Schönheit und Trauer


Handlungsort: Japan, Kyoto und Tokio – Interessante Informationen zu Tokio und Kyoto

Toshio Oki fährt nach Kyoto, um das Läuten der Neujahrsglocken mitzuerleben.  Er fährt aber vor allem dorthin, um seine frühere große Liebe Otoko wieder zu treffen. Nachdem er sie vor 20 Jahren, als sie gerade einmal sechszehn Jahre alt war, verlassen hatte, hat er sie nicht mehr gesehen.

Otoko ist nun Ende dreißig und eine berühmte Malerin geworden. Sie lebt mit der jüngeren Keiko zusammen, die ebenfalls mit einem Talent für die Malerei gesegnet ist. Oki ist ein berühmter Schriftsteller geworden, der seinen Ruhm vor allem seinem Erstlingswerk, der Geschichte über Otoko, zu verdanken hat. Das Tragische an der ganzen Beziehung war, dass Otoko damals eine Fehlgeburt erlitten hatte, die sie fast um den Verstand gebracht hat. Oki hatte sie daraufhin verlassen, da er selbst bereits verheiratet war.

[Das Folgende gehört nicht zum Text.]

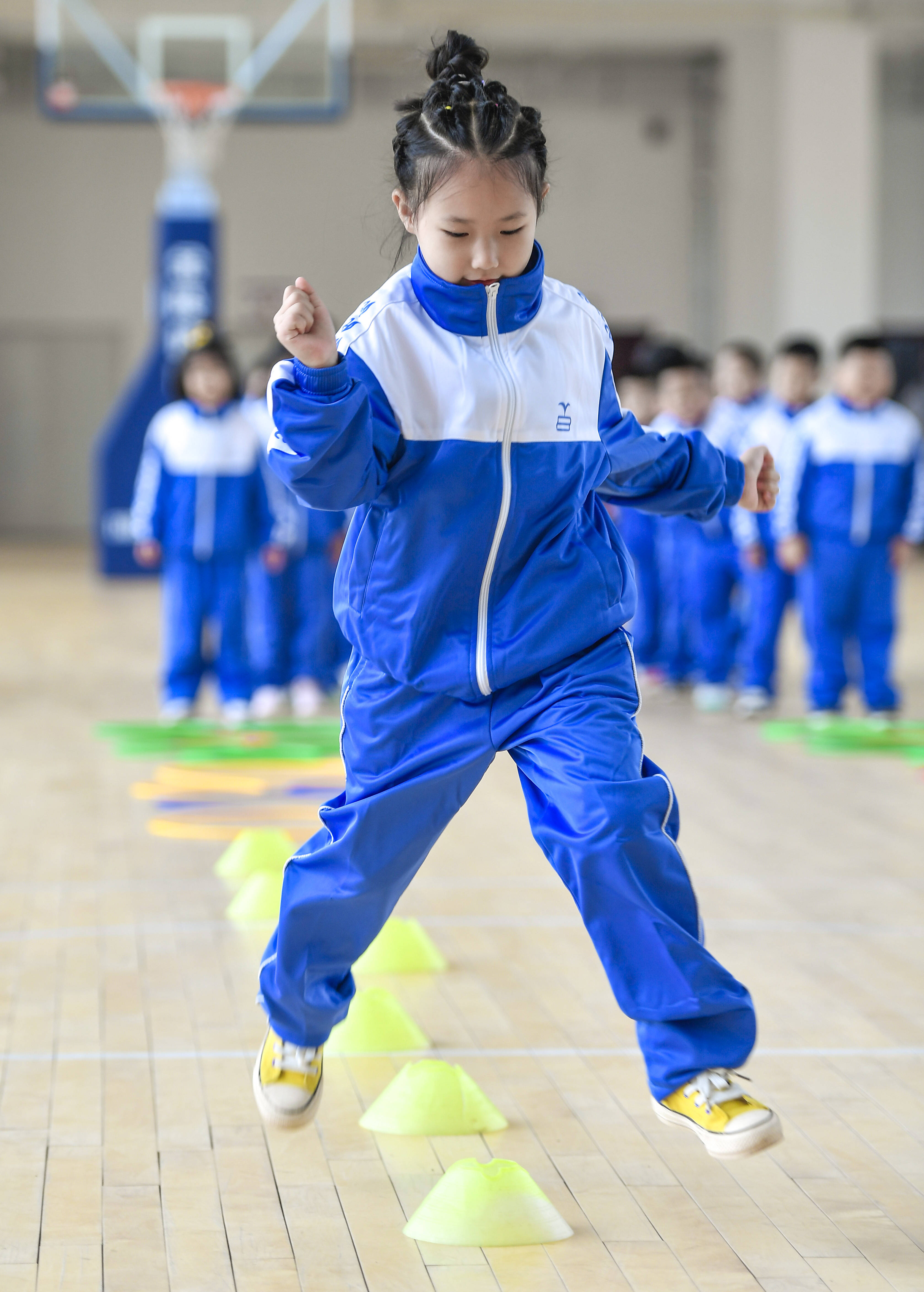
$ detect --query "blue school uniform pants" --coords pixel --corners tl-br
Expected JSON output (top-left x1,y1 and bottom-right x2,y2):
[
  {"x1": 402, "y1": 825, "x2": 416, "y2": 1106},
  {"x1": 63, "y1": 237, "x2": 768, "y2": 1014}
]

Nun treffen diese beiden nach 20 Jahren wieder aufeinander. Jedoch wagt sich Otoko nicht ohne ihre Freundin Keiko zu diesem Treffen.  Kurz darauf erhält Oki einen Besuch von Keiko, die ihm zwei selbstgemalte Bilder vorbeibringt. Er ahnt hier noch nicht, dass sie sich an ihm rächen will für all die Seelenqualen, die er ihrer geliebten Freundin angetan hat.

 

Persönliche Bewertung:
Der Nobelpreisträger erzählt die Geschichte, indem er kunstvoll Rückblicke in die Vergangenheit mit einbringt und somit eine interessante und bis zur letzten Seite berührende Geschichte entwickelt. Die Liebesgeschichte zwischen Otoko und Oki ist sehr bewegend. Aber auch die Beziehung zwischen den beiden Frauen wird sehr eindrucksvoll und warmherzig beschrieben. Beide Geschichten, die in diesem Buch kunstvoll miteinander verwoben sind, sind sehr ergreifend und bis zur letzten Seite sehr gut und berührend beschrieben.